I got a letter in the mail with stamps on it a while back. It was sent from Mozambique from the child my wife and I sponsor there through “Save the Children” charity. It had three colorful Mozambique stamps and was hand-addressed and hand-written, and included a picture of the boy, who is now not so much a boy; he is in his teens, but was a child when we became his sponsors about eight years ago. It was the first and only letter I have received through the mail with stamps on it, written by hand, in … I don’t know when; a very long time ago.
I miss letters. I miss writing them, addressing them, licking stamps to put on them, and dropping them in the post box, then waiting for the answer to come in a few days, or a week or two, or a month — depending on how far the letter has to go and how diligent the recipient is. Letters felt valuable because to send one took time and effort, to receive one generated some degree of excitement in the day. A human value is lost replacing letters with instant messaging or email or whatever that other thing is called.
I want to be notified of an event by telegram. I want to read about it in a few cut and paste lines with stop for periods. Then the telegram can go into a box or a trunk with the letters I keep and it will always be there, the event will always live. Something told with a telephone disappears utterly when one hangs up. I am sorry I will never get another telegram. You cannot wrap a piece of ribbon or a rubber band around your telephone calls or your emails, you cannot keep them in a box in the closet that after you are dead and disappeared will be stumbled across by your granddaughter, who will sit on the floor before the box because she is too enraptured to move and read them sometimes with laughter and sometimes through tears. You can’t do that anymore and it is a loss greater than you imagine.

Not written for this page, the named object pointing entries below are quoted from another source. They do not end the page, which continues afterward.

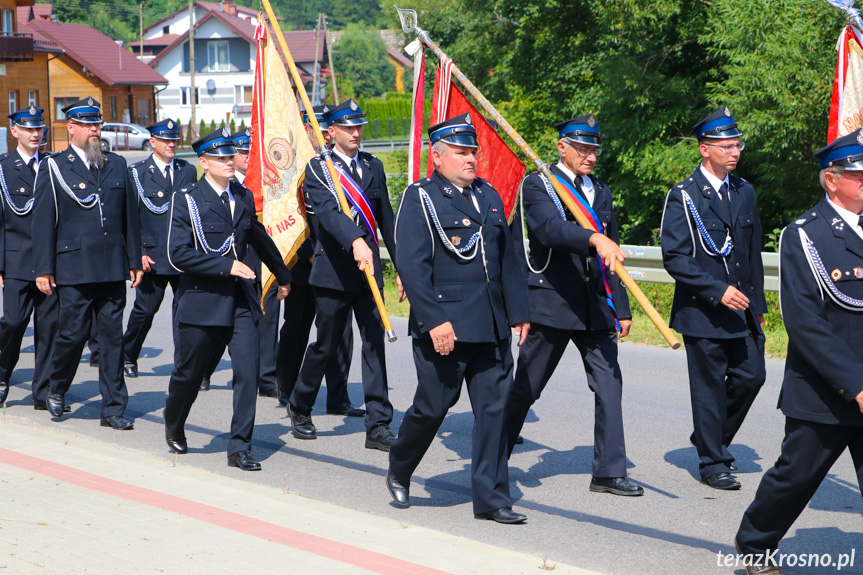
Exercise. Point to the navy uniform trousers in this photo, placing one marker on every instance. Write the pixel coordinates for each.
(20, 299)
(538, 358)
(822, 375)
(190, 365)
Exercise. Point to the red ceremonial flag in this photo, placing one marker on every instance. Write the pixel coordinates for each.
(498, 164)
(846, 107)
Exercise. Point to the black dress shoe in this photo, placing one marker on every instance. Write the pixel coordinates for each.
(502, 515)
(56, 404)
(380, 438)
(302, 426)
(177, 445)
(40, 406)
(244, 460)
(348, 409)
(615, 485)
(117, 422)
(401, 494)
(722, 480)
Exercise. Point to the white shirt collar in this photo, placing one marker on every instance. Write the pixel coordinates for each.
(713, 180)
(347, 160)
(852, 219)
(25, 156)
(160, 165)
(81, 154)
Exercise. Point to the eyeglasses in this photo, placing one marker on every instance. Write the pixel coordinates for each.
(595, 150)
(728, 148)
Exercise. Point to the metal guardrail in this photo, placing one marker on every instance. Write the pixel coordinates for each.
(644, 263)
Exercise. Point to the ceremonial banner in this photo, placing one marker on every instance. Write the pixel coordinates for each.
(498, 164)
(279, 154)
(846, 108)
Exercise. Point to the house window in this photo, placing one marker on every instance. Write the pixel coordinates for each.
(8, 22)
(244, 94)
(59, 104)
(13, 101)
(218, 59)
(184, 96)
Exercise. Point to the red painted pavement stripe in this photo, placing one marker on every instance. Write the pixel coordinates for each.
(356, 556)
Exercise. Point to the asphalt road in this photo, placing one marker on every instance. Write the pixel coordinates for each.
(679, 526)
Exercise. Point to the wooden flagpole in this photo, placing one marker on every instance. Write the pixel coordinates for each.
(409, 24)
(326, 153)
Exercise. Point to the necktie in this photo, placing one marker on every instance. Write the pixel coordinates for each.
(226, 202)
(726, 201)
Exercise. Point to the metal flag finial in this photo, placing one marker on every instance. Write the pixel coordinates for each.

In the most obvious sense, I am not especially pleased that a very short bit of my life span lies before me, while the great bulk of it stretches behind. But only in that obvious way — I like being alive. Yet, I would truly hate to face the opposite of that now, to have the wide expanse of my life looming ahead, with just a tad of it in the past. Because that would mean I would not have lived during the time of letters, during the time of books. I cannot imagine what sort of life one can have without a knowledge of a world where people sat at a desk with pen and sheaf of papers and wrote their thoughts, their dreams, their romance, their desires, or just the news to one other person, word by word, pen scratch by scratch; the world where an evening spent in a good chair beneath a good lamp with a good book was a fine evening, with maybe the radio on somewhere nearby.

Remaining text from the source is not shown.